Is there any particular approach to the making of the show
We genuinely can’t remember how we made this show. It’s all a big haze of us all shouting and laughing and crying in a sweaty room together. We don’t really have a ‘process’ I guess that comes from us all being mates. 


We’ve been making and changing WE ARE IAN for about 2 years now, it’s constantly developing. We perform things that we think are fun. If it’s not fun for us, then it’s probably not fun for an audience.


Does the show fit with your usual productions?
This is sort-of our first show. We made a sort-of installation, short cabaret style performance before this one – which was a grotesque, syrupy bouffon thing which stemmed from Kat finding video tapes from a Theatre school she used to go to as a kid. I guess we make work that’s sort of weird and visceral rather than narrative based. 

And we don’t do scripts and dialogue and stuff. Rather than words, considering the charge of mediums such as music or video – we often try to piece together found-footage to create a feeling or understanding of a person or time.




What do you hope that the audience will experience
Loads. We want the audience to experience loads and loads. We want them to experience a real rollercoaster or emotions (awkward cliché alert) reflecting both the highs and lows of the Acid House movement. But yeah, WE ARE IAN is kind of visceral… just us dancing and sweating and really giving it some. We hope it rubs off a bit on the audience.
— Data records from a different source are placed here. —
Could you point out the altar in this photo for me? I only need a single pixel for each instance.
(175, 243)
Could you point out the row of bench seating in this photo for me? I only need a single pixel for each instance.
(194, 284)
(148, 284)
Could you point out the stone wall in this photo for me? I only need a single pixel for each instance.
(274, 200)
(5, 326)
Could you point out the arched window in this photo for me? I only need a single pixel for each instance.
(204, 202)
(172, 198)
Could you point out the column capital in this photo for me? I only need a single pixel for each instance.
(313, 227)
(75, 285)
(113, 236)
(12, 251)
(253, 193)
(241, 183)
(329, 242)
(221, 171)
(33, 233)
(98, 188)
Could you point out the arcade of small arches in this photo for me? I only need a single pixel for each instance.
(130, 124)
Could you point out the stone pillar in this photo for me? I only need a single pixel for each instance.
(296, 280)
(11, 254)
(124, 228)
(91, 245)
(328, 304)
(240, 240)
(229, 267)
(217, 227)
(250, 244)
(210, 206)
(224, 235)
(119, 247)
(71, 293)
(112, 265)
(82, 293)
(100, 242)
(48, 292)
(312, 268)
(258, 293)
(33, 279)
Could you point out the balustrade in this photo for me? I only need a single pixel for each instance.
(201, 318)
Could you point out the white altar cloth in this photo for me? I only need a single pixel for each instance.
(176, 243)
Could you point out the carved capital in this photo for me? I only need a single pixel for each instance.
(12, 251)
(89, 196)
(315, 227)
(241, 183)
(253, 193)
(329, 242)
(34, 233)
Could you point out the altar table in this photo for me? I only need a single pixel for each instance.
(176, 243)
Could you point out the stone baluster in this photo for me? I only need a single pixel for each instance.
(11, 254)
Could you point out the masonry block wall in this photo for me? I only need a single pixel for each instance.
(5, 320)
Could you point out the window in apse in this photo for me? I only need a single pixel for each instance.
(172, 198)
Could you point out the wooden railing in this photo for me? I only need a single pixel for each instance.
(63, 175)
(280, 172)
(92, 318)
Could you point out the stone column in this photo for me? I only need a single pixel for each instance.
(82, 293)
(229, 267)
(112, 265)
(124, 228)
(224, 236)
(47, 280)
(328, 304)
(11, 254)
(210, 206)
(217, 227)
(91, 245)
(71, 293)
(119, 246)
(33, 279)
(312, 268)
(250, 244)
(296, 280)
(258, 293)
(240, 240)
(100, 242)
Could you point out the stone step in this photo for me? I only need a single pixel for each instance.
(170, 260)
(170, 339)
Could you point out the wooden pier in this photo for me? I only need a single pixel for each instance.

What strategies did you consider towards shaping this audience experience?

We want to show the audience rather than outline or state what we’re trying to say. We want the audience to feel. WE ARE IAN is completely scored by big, loud, soulful House classics and we use the music to convey the hyper happy times, but also there are also loads of bassy, sinister tracks that we use to show what it felt like when everything went to shit. The music takes us and the audience through the acid house movement and in this we’ve found that the lyrics, beats and rhythm often reflected the political angst felt by the young people back then. 



The house movement, essentially formed around people getting up – dancing and defiantly having fun despite the grey political and social landscape thrust upon them. We wanted to give our audience the opportunity to do that now – in our own political landscape (arguably also pretty grey). Which is why audience interaction and involvement is at the heart of WE ARE IAN. They join us in every step, discovering the drugs, the music and the dance moves – and when we arrive back in 2017, it is their decision whether or not raving is a communally political act.